Le moment de l’apogée du système est bref : à peine un siècle. Le XXe siècle est celui de la première vague de grandes révolutions conduites au nom du socialisme (Russie, Chine, Vietnam, Cuba) et de la radicalisation des luttes de libération de l’Asie, de l’Afrique et de l’Amérique latine, dont les ambitions s’expriment à travers le « projet de Bandoung » (1955-1981). Cette concomitance n’est pas le fruit du hasard. Le déploiement mondialisé du capitalisme/impérialisme a constitué pour les peuples des périphéries concernées la plus grande tragédie de l’histoire humaine, illustrant ainsi le caractère destructif de l’accumulation du capital. La loi de la paupérisation formulée par Marx s’exprime à l’échelle du système avec encore plus de violence que ne l’avait imaginé le père de la pensée socialiste ! Cette page de l’histoire est tournée. Les peuples des périphéries n’acceptent plus le sort que le capitalisme leur réserve. Ce changement d’attitude fondamental est irréversible. Ce qui signifie que le capitalisme est entré dans sa phase de déclin. Ce qui n’exclut pas la persistance d’illusions diverses : celles de réformes capables de donner au capitalisme un visage humain (ce qu’il n’a jamais eu pour la majorité des peuples), celles d’un « rattrapage » possible dans le système, dont se nourrissent les classes dirigeantes des pays « émergents », grisées par les succès du moment, celles de replis passéistes (para religieux ou para ethniques) dans lesquelles sombrent beaucoup de peuples « exclus » dans le moment actuel. Ces illusions paraissent tenaces du fait que nous sommes dans le creux de la vague. La vague des révolutions du XXe siècle s’est épuisée, celle de la nouvelle radicalité du XXIe siècle ne s’est pas encore affirmée. Et dans le clair-obscur des transitions se dessinent des monstres, comme l’écrivait Gramsci.

Les gouvernements et les peuples de l’Asie et de l’Afrique proclamaient à Bandoung, en 1955, leur volonté de reconstruire le système mondial sur la base de la reconnaissance des droits des nations jusque là dominées. Ce « droit au développement » constituait le fondement de la mondialisation de l’époque, mise en œuvre dans un cadre multipolaire négocié, imposé à l’impérialisme contraint, lui, à s’ajuster à ces exigences nouvelles. L’ère de Bandoung est celle de la Renaissance de l’Afrique. Ce n’est pas un hasard si les Etats africains s’engagent dans des projets de rénovation qui leur imposent de s’inspirer des valeurs du socialisme, puisque la libération des peuples des périphéries s’inscrit nécessairement dans une perspective anti capitaliste.

Il n’y a pas lieu de dénigrer ces tentatives nombreuses sur le continent, comme on le fait aujourd’hui : le régime odieux de Mobutu a permis en trente ans la formation d’un capital d’éducation au Congo 40 fois supérieur à celui que les Belges n’avaient pas réalisé en 80 ans.
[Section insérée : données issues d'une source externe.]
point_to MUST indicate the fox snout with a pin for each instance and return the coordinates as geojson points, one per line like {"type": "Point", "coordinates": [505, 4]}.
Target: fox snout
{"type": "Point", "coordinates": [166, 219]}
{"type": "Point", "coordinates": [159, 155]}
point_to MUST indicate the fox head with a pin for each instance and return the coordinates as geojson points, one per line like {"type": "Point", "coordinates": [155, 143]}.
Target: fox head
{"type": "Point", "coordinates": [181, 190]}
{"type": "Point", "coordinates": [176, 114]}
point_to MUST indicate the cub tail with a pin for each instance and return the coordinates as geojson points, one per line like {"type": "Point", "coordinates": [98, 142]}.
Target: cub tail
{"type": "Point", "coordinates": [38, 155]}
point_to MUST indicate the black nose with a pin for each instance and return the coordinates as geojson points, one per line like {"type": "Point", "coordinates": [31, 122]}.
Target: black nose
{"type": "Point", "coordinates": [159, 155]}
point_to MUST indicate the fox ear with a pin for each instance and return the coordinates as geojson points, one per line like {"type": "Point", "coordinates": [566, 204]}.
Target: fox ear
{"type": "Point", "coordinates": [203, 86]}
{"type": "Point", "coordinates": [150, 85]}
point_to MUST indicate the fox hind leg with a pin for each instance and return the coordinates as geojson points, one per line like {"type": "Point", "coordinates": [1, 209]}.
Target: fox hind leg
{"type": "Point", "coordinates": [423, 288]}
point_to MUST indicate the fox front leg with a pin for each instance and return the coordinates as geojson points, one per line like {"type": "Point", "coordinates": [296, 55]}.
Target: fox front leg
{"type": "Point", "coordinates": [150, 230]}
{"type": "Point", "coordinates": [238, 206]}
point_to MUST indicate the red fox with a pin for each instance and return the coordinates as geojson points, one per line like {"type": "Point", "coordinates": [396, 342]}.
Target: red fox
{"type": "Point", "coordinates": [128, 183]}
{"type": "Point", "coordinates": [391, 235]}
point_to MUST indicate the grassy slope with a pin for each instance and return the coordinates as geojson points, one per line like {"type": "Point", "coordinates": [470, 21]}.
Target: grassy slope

Qu’on le veuille ou non, les Etats africains sont à l’origine de la formation de véritables nations. Et les options « trans ethniques » de leurs classes dirigeantes ont favorisé cette cristallisation. Les dérives ethnicistes sont ultérieures, produites par l’épuisement des modèles de Bandoung, entraînant la perte de légitimité des pouvoirs et le recours de fractions de ceux ci à l’ethnicité pour la rétablir à leur profit. Je renvoie ici à mon ouvrage « L’Ethnie à l’assaut des Nations » (Harmattan, 1994).

Le long déclin du capitalisme, sera-t-il synonyme d’une longue transition positive au socialisme ? Il faudrait, pour qu’il en soit ainsi, que le XXIe siècle prolonge le XXe siècle et en radicalise les objectifs de la transformation sociale. Ce qui est tout à fait possible, mais en possibilité dont les conditions doivent être précisées. A défaut, le long déclin du capitalisme se traduirait par la dégradation continue de la civilisation humaine. Je renverrai ici à ce que j’ai écrit à ce propos il y a plus de vingt cinq ans : « Révolution ou décadence ? » ( Classe et Nation, Minuit 1979, pp 238-245).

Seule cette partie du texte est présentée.